Respondent argues that both Monroe Calculating Mach. Co. v. Department of Labor Indus., 11 Wn.2d 636, 120 P.2d 466 (1941) and Gowey v. Seattle Lighting Co., 108 Wn. 479, 184 P. 339 (1919) support her claim to benefits under the act. We do not agree. In Monroe the issue was whether the Department of Labor and Industries could compel the employer to pay industrial insurance premiums for the hours worked by its regularly employed servicemen in providing minor repairs and maintenance to business machines owned or sold by the employer. About 70 per cent of the time devoted to this repair and maintenance work was spent in repair shops maintained by the employer in connection with each of its three branch offices and the remaining time was devoted to repair work performed in the offices of customers. The employer's offices were equipped with low-powered electrically driven machines, including emery wheels, air compressors, a lathe and a drill press. Only minor repairs were made in the customers' offices. In holding that the employer was required to pay premiums on its workshop operations, we said in Monroe, 11 Wn.2d at 641:

There is and can be no question but that respondent used and maintained power-driven equipment in each of its branch offices, in connection with its repair and maintenance service. It would seem to be rather evident that such equipment driven by electric power constitutes power-driven machinery, and that its employment on respondent's premises, in a place controlled by respondent, together with manual labor in the process of repairing and adapting for sale respondent's calculating and adding machines and check writing machines, constitutes that room a "workshop," as that term is defined by the statute.

(Italics ours.)

We also held that the employer was required to pay industrial insurance premiums on its repair and maintenance services performed in the offices of customers. In arriving at that conclusion, we found that the minor repairs performed on the machines in customers' offices constituted "servicing" them "away from the premises" and that it was not a statutory requisite of such servicing that the work be performed with any particular kind of tools, either manual or power operated. Monroe is therefore distinguishable because the issue there involved repair and maintenance services by regularly employed servicemen. Here Mrs. Scott's duties did not include repair or maintenance services. Her sole function was to operate the key punch machine, the operation of which is little different from that of an electric typewriter. That is not manual labor.
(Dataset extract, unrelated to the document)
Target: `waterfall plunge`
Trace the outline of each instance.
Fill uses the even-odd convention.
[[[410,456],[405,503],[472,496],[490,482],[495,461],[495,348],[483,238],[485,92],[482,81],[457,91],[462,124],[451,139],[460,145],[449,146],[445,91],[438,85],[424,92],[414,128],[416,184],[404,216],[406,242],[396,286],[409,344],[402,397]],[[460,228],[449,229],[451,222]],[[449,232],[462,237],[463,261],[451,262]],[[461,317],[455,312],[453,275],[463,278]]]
In Gowey an employee sued his employer for personal injuries sustained in the office of the employer while the employee was operating a power-driven machine which was stamping out address stencils on strips of zinc metal. One of the defenses raised by the employer was that the plaintiff employee was engaged in extrahazadrous employment within the meaning of the Industrial Insurance Act and therefore was precluded from maintaining her action against the employer. In finding that such work was within the coverage of the Industrial Insurance Act, we set out the statutory definitions of "factories" and "workshops" as those definitions then appeared and in which the following occupation classifications were enumerated for premium purposes: "stamping tin or metal", "canneries, metal stamping, extra"; "zinc, brass or lead articles or wares not otherwise specified"; "printing". On that basis we held that the injured employee was engaged in extrahazardous work within the Industrial Insurance Act which precluded her from maintaining an action for personal injuries against her employer. The deciding factor in Gowey is missing here where there is no specific classification for machines which punch holes in pieces of cardboard. It should also be noted that in Gowey the statutory definition of "workshop" contained significant provisions which do not appear in the current definition. The definition of workshop quoted in Gowey, 108 Wn. at 482, was as follows:

"Workshop means any plant, yard, premises, room or place wherein power-driven machinery is employed and manual labor is exercised by way of trade for gain or otherwise in or incidental to the process of making, altering, repairing, printing, or ornamenting, finishing or adapting for sale or otherwise any article or part of article, machine or thing, over which premises, room or place the employer of the person working therein has the right of access or control."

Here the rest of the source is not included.